A review by octavia_cade
The History of Middle-earth: Part One by J.R.R. Tolkien

3.0

I read and reviewed each of the five volumes collected here separately, so this is really just for my own records. The rating for the collection is the average of the individual ratings - everything got three stars, apart from The Lost Road (also the last read) which got two. It dropped down to two stars because I was, frankly, sick to fucking death of all the repetition. It's long been a reading goal of mine to work through the histories of Middle-earth, because The Lord of the Rings and The Hobbit are some of my favourite books of all time, but talk about sucking all the joy out of things...

I would like to credit Christopher Tolkien with all the work he's done on this series - and it's been a lot, credit where credit's due - but my goodness are his endless notes pendantic, dull, and deeply, deeply repetitive. By the time the reader has waded through these five volumes, plus The Silmarillion, they've had to read through same stories multiple times. With only very minor differences in each volume. (I never liked goddamn Turin but I fucking HATE him now. Frankly I'm siding with the dragon.)

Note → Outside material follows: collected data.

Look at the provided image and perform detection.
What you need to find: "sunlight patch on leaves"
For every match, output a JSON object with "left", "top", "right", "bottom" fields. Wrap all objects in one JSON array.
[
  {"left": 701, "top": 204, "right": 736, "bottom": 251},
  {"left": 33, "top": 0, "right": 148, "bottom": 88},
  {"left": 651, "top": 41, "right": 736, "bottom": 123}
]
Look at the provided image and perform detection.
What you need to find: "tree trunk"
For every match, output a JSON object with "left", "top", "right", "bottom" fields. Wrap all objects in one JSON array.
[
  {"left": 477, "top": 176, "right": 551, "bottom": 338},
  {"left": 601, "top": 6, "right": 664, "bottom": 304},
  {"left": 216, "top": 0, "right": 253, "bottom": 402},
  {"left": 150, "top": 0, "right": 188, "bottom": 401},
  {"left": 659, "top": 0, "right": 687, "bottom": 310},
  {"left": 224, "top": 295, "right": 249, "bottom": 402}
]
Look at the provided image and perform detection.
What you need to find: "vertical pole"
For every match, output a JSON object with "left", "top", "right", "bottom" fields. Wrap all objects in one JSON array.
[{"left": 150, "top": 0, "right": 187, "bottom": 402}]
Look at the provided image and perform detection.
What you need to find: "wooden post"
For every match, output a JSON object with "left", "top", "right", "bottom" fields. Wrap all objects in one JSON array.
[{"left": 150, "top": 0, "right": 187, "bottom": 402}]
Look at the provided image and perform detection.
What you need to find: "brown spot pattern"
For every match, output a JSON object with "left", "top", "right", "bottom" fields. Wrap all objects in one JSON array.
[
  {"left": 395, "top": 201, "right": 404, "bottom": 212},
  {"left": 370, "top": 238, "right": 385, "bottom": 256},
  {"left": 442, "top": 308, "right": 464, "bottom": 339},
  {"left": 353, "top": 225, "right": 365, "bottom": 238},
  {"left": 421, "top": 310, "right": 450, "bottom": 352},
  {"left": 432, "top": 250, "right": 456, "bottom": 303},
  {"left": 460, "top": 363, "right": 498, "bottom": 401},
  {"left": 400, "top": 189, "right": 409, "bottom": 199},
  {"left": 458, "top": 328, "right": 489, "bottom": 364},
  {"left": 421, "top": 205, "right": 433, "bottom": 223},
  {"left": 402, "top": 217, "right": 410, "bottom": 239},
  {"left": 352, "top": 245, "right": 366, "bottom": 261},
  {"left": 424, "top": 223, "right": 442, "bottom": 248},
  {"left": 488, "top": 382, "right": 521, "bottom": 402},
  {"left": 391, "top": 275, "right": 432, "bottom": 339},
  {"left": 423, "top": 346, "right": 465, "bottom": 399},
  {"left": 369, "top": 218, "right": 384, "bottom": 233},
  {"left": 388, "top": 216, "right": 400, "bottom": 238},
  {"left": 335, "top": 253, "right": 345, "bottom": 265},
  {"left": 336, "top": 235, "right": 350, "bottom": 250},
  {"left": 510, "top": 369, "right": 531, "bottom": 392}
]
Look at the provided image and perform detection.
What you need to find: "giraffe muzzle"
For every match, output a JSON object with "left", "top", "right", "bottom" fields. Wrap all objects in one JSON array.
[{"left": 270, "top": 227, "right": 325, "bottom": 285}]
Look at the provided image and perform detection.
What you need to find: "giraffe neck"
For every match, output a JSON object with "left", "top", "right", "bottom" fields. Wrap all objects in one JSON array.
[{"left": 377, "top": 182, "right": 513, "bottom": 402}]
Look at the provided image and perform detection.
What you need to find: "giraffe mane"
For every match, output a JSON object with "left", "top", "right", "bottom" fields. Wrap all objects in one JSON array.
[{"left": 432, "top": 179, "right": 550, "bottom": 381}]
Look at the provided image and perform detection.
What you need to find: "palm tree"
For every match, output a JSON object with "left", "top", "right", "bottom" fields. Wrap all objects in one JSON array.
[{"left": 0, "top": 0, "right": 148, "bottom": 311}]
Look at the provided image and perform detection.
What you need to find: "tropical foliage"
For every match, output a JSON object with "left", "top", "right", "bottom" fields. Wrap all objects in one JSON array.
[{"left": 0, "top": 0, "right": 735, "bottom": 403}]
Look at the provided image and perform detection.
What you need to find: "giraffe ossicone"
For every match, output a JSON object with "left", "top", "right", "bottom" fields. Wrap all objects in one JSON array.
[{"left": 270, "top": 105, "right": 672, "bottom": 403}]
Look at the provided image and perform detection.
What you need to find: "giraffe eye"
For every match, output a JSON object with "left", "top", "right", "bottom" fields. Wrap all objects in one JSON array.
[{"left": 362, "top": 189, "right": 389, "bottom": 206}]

The original material is genuinely interesting. But it becomes ever more apparent, as the histories go on, that they are as much a money-making exercise as anything else, because the sheer weight of repetition that readers are expected to both buy and swallow as these volumes go on is just plain exploitative. It's so bad I've actually taken a break from reading the histories because I'm so fed up with the same damn thing all over again.